MADRID, 16 jul. (EUROPA PRESS) -
O governo de Israel anunciou um plano conjunto de cerca de 500 milhões de shekels (mais de 145 milhões de euros) para “o combate ao crime no setor árabe” — ou seja, nas áreas de maior concentração da população árabe no país —, do qual farão parte o serviço de inteligência tradicionalmente conhecido como Shin Bet e a Polícia.
“Sob a liderança do primeiro-ministro (Benjamin) Netanyahu e dos ministros (da Igualdade Social) May Golan e (de Segurança Nacional) Ben-Gvir, a Agência de Segurança de Israel (AIS) se unirá à luta contra o crime por meio de um plano conjunto com a Polícia, financiado com aproximadamente 500 milhões de shekels”, afirma o comunicado conjunto assinado pelo primeiro-ministro e pelos dois ministros citados.
Especificamente, a agência anteriormente conhecida como Shin Bet receberá pouco mais de 73,3% dos recursos com o objetivo de “criar uma unidade especializada no combate ao contrabando e ao tráfico de armas, e para fortalecer suas capacidades operacionais e de inteligência”, ao que se somará, paralelamente, um “orçamento permanente de 35 milhões de shekels (10,2 milhões de euros) por ano” a partir deste mesmo ano e a criação de 130 novos cargos.
Enquanto isso, a Polícia receberá pouco mais dos 26,6% restantes do valor total do plano, quantia que será destinada à “criação de uma unidade nacional especializada no combate à criminalidade na sociedade árabe”.
NETANYAHU COMEMORA O PLANO CONTRA UMA “PRAGA NACIONAL”
Na sequência do anúncio, Netanyahu considerou “transcendental” a incorporação do Shin Bet à “luta contra a criminalidade na sociedade árabe”, um fenômeno que ele classificou como “praga nacional”.

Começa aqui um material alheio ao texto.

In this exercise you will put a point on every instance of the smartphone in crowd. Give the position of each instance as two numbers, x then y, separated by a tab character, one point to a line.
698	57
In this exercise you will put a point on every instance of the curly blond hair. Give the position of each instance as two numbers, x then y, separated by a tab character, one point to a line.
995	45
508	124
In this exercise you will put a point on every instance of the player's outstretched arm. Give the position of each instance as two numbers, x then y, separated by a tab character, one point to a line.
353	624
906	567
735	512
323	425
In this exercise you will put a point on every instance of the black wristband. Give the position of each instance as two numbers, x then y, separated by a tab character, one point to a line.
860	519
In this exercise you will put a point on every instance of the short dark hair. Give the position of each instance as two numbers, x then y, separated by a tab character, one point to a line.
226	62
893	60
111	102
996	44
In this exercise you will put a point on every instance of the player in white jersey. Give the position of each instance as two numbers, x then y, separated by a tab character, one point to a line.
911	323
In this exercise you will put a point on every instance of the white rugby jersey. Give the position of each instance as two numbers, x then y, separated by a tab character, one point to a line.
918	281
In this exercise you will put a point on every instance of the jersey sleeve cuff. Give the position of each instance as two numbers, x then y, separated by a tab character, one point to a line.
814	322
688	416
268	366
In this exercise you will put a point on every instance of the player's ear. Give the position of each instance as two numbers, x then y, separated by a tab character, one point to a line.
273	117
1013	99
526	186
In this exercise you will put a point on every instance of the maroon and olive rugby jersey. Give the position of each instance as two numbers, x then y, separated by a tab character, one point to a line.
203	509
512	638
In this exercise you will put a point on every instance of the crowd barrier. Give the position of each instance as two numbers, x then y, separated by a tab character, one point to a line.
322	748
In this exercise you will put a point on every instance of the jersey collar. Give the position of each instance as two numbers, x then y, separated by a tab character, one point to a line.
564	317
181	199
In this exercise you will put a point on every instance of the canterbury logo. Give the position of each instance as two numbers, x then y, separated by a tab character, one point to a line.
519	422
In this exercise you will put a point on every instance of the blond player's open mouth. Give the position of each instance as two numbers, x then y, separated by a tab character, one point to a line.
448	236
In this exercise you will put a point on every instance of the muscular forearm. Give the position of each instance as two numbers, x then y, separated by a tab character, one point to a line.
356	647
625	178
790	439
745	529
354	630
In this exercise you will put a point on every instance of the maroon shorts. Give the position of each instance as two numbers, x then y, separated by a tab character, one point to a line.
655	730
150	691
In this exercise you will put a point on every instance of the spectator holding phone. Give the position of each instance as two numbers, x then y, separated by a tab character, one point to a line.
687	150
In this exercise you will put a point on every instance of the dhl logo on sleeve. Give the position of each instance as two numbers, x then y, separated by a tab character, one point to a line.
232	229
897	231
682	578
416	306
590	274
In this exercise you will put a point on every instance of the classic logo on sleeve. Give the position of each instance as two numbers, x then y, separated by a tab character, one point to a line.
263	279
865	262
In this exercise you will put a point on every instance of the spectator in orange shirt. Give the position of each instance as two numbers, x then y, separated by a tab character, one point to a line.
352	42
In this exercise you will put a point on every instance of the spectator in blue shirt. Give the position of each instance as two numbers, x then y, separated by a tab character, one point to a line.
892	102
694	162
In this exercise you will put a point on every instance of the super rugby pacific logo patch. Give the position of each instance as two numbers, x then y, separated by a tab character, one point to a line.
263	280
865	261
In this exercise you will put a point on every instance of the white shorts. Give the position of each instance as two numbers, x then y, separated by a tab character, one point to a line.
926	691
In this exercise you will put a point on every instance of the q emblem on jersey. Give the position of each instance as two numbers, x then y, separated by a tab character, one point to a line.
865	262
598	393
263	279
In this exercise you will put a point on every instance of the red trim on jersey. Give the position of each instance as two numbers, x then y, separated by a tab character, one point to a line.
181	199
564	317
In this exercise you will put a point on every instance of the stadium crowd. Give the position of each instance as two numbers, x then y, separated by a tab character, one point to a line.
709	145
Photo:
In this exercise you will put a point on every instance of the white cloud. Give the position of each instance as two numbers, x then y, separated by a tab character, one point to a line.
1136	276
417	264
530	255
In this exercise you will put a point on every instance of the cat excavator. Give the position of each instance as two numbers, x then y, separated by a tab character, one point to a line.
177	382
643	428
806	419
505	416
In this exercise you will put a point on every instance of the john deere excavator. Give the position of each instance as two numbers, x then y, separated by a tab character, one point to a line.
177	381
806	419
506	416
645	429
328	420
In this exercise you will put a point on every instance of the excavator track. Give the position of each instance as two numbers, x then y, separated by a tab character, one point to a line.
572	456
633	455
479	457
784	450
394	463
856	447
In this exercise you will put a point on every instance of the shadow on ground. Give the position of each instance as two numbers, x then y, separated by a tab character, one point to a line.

“A combinação das capacidades de inteligência, operacionais e tecnológicas da AIS, juntamente com as atividades da Polícia”, permitirá, na visão do primeiro-ministro, “chegar aos líderes das organizações criminosas, atacar sua infraestrutura e restabelecer a segurança”.
“Não aceitaremos uma realidade de violência, extorsão e assassinatos em nossas ruas”, afirmou ele, antes de parabenizar o ultradireitista Ben Gvir e Golan, ex-integrante do partido liderado pelo próprio ministro da Segurança e frequente acompanhante dele em eventos em favor do restabelecimento de assentamentos de colonos na Faixa de Gaza ou em defesa da presença e do controle israelenses na Cidade Velha de Jerusalém.